Между тем Димитрий Борецкий, около которого столпилось несколько бояр, положив три поклона перед киотой[28], стоявшей в переднем углу и наполненной дорогими образами в золоченых ризах, снял с гвоздей висевшее там серебряное распятие и положил его на стоявший здесь же аналой[29], покрытый малиновым бархатом.
— Ты что, сынок, задумал? — спросила удивленная Марфа.
Все оглянулись на передний угол. Димитрий казался крайне возбужденным...
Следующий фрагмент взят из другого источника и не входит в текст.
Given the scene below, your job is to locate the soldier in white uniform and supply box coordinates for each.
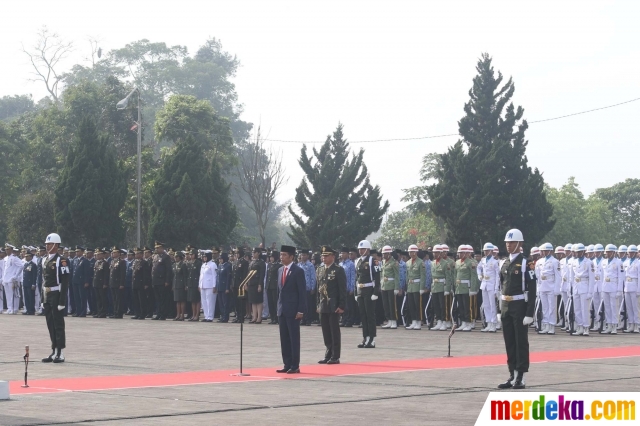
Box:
[602,244,624,334]
[536,243,562,334]
[571,243,595,336]
[622,244,640,333]
[477,243,500,333]
[591,244,604,331]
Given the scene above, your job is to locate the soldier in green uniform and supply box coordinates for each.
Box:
[498,229,537,389]
[453,245,479,331]
[380,246,400,329]
[40,234,71,364]
[316,246,347,364]
[405,244,427,330]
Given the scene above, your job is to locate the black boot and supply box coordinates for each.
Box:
[498,371,514,389]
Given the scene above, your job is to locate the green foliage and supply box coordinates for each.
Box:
[149,136,238,247]
[427,54,553,246]
[289,124,389,248]
[55,118,127,245]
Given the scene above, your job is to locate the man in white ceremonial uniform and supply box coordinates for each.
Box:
[571,243,595,336]
[602,244,624,334]
[0,244,24,315]
[198,250,218,322]
[536,243,562,334]
[477,243,500,333]
[622,244,640,333]
[591,244,604,331]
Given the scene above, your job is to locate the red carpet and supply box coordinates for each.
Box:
[10,346,640,395]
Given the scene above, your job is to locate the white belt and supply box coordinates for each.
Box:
[501,294,524,302]
[358,283,373,288]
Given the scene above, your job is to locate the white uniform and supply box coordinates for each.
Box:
[198,260,218,321]
[536,256,562,331]
[602,257,624,331]
[476,256,500,323]
[622,258,640,330]
[571,257,595,330]
[2,254,22,314]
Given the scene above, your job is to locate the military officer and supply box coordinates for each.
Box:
[42,234,71,364]
[498,229,536,389]
[314,246,347,364]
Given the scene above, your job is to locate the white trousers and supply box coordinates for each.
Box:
[624,291,639,324]
[602,292,618,324]
[200,288,218,320]
[573,293,591,327]
[540,291,557,326]
[482,290,498,322]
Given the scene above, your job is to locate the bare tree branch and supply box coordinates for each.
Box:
[237,127,288,244]
[22,26,73,103]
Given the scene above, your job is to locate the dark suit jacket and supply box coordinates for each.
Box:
[278,263,307,317]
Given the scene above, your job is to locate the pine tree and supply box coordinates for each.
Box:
[55,118,127,246]
[149,136,238,248]
[289,124,389,249]
[427,54,554,246]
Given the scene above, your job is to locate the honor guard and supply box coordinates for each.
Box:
[498,229,536,389]
[356,240,381,348]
— Что с тобой, Митя? На что крест-то вынул? — спрашивала встревоженная мать.
— Во славу Великаго Новгорода, — отвечал тот и снова положил три земных поклона.
Потом он поднял над головою правую руку со сложенными для крестного знамения пальцами и громко, дрожащим голосом произнес:
— Се яз Митрей, Исаков сын, Борецкий, целую животворящий крест сей на том, что положити мне голову мою за волю новугородскую и не дать воли той и старины новугородской, и веча новугородскаго, и вечного колокола, и святой Софии в обиду ни Москве, ни князем московским, а буде голова моя ляжет в поле — и, се обещая, я и вручаю по животе моем на вечную свечу[30] по душе моей[31] все мои земли, угодья и деревни и воды с рыбными ловы, куды топор, и соха, и коса, и лодка ходила: ино гореть той свече вечной у престола святой Софии до страшнаго суда, как стоять вечно воле новугородской до трубы архангела!
Он остановился — бледный и дрожащий. Шум пирующих стих как от удара грома. И посадник, и Марфа стояли бледные. На изможденном лице Зосимы соловецкого изобразился ужас.
— Во имя Отца и Сына и Святаго Духа! — глухо произнес Димитрий и поцеловал крест.
— Аминь! — пронесся по собранию голос Пимена.